Veriflow - The Formal Future #NFD16

Formal verification. Two words unfamiliar to me before Networking Field Day. To provide a brief summary, formal verification uses mathematical proofs to verify a system is working as designed – the same process used to create hacker-proof code. Veriflow has taken this method and applied it to networking to verify the intended design or operation of the network.

But what does this actually mean to us as network operators? Instead of monitoring isolated metrics like an interfaces’ utilization, we can monitor the intent of the entire network as a whole, including security policies. As a practical example, you can write policy that says:

The user network should never be able to access tcp port 3306 in the datacenter network.

and

Datacenter network links should always be redundant.

Veriflow will monitor the operational state of your network – mac address tables, route tables, access control lists, firewall rules, and alert you if your policy is violated. As more and more network devices are added to your network, this becomes an increasingly powerful tool.

veriflow-slide


Let’s get into the nitty gritty, how does this work? Veriflow’s solution is made up of two components – the “collector” and the “verification engine”. The collector is a VM that runs in your environment, using SSH credentials to log into your network devices and gather operational state using various 'show' commands.

Once the collector has aggregated the data, it forwards all network info to the verification engine, which can be another local VM or SaaS environment run by Veriflow. The nice thing about the SaaS option is that the collector VM never shares your SSH credentials with the verification system. Once the data is in the verification system, it is modeled to predict network-wide behavior and evaluated against any policy rules you have created. Each time the collector retrieves data (user configurable intervals), this is considered a “network snapshot”, and is kept as long as you have the space to store it. A typical network snapshot is 1-2 MB per device. By keeping these snapshots, you have a documented history of your network, and you can go back to any point in time to see what has changed. Besides security policies, this can help you verify network operation after an operating system upgrade, since Veriflow will inform you of any state change, for example if a routing table is incorrect because of a misapplied route-map.
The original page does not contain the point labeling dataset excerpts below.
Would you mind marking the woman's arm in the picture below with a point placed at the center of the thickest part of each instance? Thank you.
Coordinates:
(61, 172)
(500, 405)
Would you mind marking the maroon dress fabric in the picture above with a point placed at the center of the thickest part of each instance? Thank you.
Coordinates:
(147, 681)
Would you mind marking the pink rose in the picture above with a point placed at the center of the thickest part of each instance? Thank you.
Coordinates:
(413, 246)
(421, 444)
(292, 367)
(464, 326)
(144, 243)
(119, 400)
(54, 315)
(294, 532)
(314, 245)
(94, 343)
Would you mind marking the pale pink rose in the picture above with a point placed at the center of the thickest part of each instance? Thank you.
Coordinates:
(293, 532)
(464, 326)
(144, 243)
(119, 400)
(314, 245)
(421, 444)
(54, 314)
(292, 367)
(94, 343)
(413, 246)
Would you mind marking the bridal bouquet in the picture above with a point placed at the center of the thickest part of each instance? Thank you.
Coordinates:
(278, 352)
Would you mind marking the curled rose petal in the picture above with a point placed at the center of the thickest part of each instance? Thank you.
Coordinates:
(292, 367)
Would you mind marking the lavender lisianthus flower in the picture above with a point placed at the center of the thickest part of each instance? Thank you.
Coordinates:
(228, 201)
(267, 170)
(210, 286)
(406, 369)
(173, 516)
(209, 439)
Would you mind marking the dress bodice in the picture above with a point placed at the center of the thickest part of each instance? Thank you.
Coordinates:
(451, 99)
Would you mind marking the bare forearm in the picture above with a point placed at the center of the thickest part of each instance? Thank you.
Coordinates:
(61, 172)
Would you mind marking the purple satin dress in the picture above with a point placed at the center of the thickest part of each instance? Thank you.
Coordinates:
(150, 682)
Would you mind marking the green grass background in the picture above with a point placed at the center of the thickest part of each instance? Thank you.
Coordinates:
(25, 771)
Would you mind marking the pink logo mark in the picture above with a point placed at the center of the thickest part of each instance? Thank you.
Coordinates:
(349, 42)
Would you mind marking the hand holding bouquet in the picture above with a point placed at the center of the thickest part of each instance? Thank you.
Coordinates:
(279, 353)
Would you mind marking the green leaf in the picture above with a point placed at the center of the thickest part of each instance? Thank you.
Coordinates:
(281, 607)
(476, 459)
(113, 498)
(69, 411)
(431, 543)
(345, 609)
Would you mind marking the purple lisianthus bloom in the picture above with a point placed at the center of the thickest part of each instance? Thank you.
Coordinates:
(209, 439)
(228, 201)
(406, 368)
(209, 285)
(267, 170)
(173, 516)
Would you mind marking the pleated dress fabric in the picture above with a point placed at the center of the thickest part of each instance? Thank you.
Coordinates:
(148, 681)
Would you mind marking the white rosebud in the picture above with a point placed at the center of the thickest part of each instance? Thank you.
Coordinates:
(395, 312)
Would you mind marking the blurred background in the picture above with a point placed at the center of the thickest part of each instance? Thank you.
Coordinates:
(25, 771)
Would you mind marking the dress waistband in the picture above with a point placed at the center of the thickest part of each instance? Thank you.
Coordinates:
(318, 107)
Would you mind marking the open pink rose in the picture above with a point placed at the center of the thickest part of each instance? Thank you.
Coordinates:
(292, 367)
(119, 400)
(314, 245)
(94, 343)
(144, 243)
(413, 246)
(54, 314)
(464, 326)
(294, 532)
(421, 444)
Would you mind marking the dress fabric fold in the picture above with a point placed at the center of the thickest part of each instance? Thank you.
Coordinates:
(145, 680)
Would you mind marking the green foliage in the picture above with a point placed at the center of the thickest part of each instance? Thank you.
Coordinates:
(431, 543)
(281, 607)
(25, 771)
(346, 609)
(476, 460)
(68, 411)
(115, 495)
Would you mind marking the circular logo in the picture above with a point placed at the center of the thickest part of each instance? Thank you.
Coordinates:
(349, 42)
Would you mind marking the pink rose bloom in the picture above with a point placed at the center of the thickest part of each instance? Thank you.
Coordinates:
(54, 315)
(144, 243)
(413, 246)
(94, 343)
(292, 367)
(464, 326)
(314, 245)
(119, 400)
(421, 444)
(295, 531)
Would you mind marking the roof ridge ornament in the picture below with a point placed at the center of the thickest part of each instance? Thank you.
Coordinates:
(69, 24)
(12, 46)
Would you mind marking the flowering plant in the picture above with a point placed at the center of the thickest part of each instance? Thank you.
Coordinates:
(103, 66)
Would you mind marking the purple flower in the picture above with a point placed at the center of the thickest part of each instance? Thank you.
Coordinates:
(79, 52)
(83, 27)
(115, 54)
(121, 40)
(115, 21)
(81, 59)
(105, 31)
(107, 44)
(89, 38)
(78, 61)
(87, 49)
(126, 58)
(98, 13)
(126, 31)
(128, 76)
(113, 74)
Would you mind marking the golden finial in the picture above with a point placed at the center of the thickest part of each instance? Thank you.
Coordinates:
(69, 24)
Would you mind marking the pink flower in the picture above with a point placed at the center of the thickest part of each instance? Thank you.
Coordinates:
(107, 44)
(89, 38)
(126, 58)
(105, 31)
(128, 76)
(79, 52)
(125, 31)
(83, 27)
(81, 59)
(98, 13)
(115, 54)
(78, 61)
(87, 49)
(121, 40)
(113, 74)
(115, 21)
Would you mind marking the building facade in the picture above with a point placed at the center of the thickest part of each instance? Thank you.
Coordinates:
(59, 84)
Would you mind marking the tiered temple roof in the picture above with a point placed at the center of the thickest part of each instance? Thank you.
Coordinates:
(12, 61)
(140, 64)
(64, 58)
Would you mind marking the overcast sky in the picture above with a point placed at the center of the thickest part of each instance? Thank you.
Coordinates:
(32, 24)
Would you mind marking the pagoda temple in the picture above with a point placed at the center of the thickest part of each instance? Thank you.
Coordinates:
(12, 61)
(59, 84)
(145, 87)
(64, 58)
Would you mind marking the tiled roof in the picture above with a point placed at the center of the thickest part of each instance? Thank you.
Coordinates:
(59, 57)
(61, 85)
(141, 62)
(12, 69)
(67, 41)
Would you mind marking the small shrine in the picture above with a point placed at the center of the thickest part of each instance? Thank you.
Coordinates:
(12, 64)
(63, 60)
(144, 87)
For Networking Field Day, Veriflow also announced the 2.0 version of its software with two features I wanted to callout:

  • First, CloudPredict enables the collector to use API credentials to connect to your AWS environment and gather routing table info, security group rules, and S3 bucket policies. Since “the cloud” can sometimes be a wild west run by developers, CloudPredict can allow you to monitor network and security changes even when others have write access to your accounts – like when you need to make sure your dev VPC is completely isolated from your PCI VPC.

  • Second, Preflight will model your network changes to see potential impact before changes go live. At launch, Preflight only models ACL changes, which is a good start towards more intelligent network change control.

With these new features, and others I haven’t mentioned yet (like automatic network diagram generation), Veriflow was one of my favorite presentations at NFD16. I think Veriflow is showing us where the future of network monitoring and configuration verification is headed. Monitoring the network intent is much more elegant that writing individual alert rules for interface utilization, cpu and memory thresholds, and link up/down events. Testing network policy before applying to your live network – that’s a dream most of us can’t afford with completely redundant network hardware.

Veriflow is doing a lot right, and while listening to their presentation I couldn't help but think about how their platfrom could be expanded into additional areas. I'll be watching to see if any of the following will be rolled into future releases:

  1. Expand Preflight checks to include more components, with API access so we can build Preflight config verification into network automation workflows.
  2. Network utilization analysis. If a link is becoming saturated, use historical data of other existing links to know where traffic should be moved to. If a network device fails, will traffic flow overload the remaining links?
  3. Gather netflow data from the network to compare operational state to actual network flows - also use with Preflight checks to show what traffic flows would be affected.

Formal verification and monitoring the "intent" of the network are exciting advances, and I believe will have a real impact for the network operator.


Veriflow 2.0 Press Release

Disclosure: I attended this presentation as part of Networking Field Day, a Tech Field Day event. All expenses related to the event were sponsored, in addition to any free swag given out by vendors. All opinions expressed on The Network Stack are my own and not those of Tech Field Day, vendors or my employer.